Campaign Memorabilia

April 8, 2019 1 Comments

This weekend we were invited to dinner at a friend’s house. Still dreaming of the pasta carbonara…. the second attraction was a guided tour to the host’s collection of buttons given out by political campaigns.

It never ceases to amaze me what people collect. Can’t help but roll my eyes at many collections given my hesitancy to amass objects, but not this one – this one scored. I think it has to do with the continuity between what these buttons represent and the rest of the owner’s life, a life in large parts devoted to political activism.

It also links to lived history – my Beloved got unusually animated when discovering buttons that were part of his own youth, worn during presidential campaigns, and largely forgotten for decades.

It is educational – your’s truly got a lecture in two voices about her ignorance of the difference between Eugene McCarthy and McCarthyism… and certainly a crash course in Presidential campaigns before my arrival on US shores.



And last but not least the collection was displayed in ways that were artistically designed and often gripping.

Collector Carl Wolfson was the host of “Carl in the Morning” on AM 620 KPOJ and FM 107.1 KXRY, Portland, Oregon’s progressive talk stations, for almost a decade until 2016. The show and his many other radio appearances were devoted to the issues he cared about: healthcare, social and economic justice, foreign policy. These topics were also a large part of his routines as a comedian, a fixture on national television, appearing on Showtime’s Comedy Club Network, VH-1 Stand-Up SpotlightAn Evening at the Improv, and The Joan Rivers Show.

He is certainly a funny man, something we cherish. Passion takes over, however, when the subject comes to American Political Items, the category these button belong to. The study of campaign memorabilia is serious business as any historian can tell you. The collection by now contains some 20.000 buttons, displayed on over 200 canvas boards, put together in pop-art-like grids.
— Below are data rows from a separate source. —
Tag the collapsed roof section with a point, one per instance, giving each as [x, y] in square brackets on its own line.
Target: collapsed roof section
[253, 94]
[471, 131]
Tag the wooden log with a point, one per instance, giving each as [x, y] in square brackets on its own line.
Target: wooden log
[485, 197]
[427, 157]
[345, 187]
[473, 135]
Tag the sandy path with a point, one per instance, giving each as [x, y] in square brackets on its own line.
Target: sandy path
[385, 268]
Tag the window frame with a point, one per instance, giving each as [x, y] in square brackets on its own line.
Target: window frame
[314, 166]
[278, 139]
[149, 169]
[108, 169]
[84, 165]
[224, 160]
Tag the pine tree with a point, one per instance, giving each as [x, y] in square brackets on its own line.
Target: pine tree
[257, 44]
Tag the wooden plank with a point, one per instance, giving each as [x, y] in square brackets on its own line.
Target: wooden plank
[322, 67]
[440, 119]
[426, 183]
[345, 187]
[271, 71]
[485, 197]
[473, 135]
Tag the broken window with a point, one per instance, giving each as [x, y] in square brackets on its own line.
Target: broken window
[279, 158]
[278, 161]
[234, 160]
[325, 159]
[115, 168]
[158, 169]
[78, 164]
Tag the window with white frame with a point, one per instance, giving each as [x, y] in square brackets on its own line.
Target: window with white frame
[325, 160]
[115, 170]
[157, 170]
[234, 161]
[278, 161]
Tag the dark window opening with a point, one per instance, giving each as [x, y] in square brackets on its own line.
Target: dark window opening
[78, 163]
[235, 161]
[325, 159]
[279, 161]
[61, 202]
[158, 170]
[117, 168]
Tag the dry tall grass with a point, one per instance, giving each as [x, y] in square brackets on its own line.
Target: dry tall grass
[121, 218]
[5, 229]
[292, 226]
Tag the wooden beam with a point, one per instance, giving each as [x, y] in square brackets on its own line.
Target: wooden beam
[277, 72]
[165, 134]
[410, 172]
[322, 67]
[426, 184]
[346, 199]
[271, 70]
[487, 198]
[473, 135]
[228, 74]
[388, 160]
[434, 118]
Most of them, alas, in storage, since there is not enough space to hang them all. The prognosis calls for about 600 boards when all is pinned and done – time to explore public venues!

https://carlwolfson.com/collector

The progression through time of these buttons is in itself fascinating – what began as a simple identifier soon morphed to slogans, was elaborated, became strategic tool and followed the roots of all other persuasive mechanisms, advertisement included. Some of it barbed, but none of it in the slime pits of contemporary discourse of the Trumpian universe. They also provide glimpses in the kinds of civic organizations actively involved in the political process, and windows into the role of women as flattering by-products of electoral choices (or not….)

A museum is called for, if there was only a funding angel to be found…. in the meantime I wonder what large space in our area would be feasible for hosting a temporary exhibition. It would be a blockbuster, I am sure. Hive mind, get to work!

Music today can be chosen by yourself from this play list: https://www.newyorker.com/culture/culture-desk/playlist-election-day

My pick was this: https://www.youtube.com/watch?v=QSwzjD0L4co

(The album it comes from, “My Name is Buddy,” recounts the early-twentieth-century history of big labor and leftist politics using a cat, Buddy, as a protagonist.)


friderikeheuer@gmail.com

1 Comment

  1. Reply

    Sara Lee

    April 8, 2019

    These memorabilia – and their display – are marvelous! And very glad that Madame Blogger now knows the difference between McCarthyism (very popular in the “Pennsylvania Dutch” town in which I grew up] and Gene McCarthy (for whom I and my fiancé at the time ardently worked)!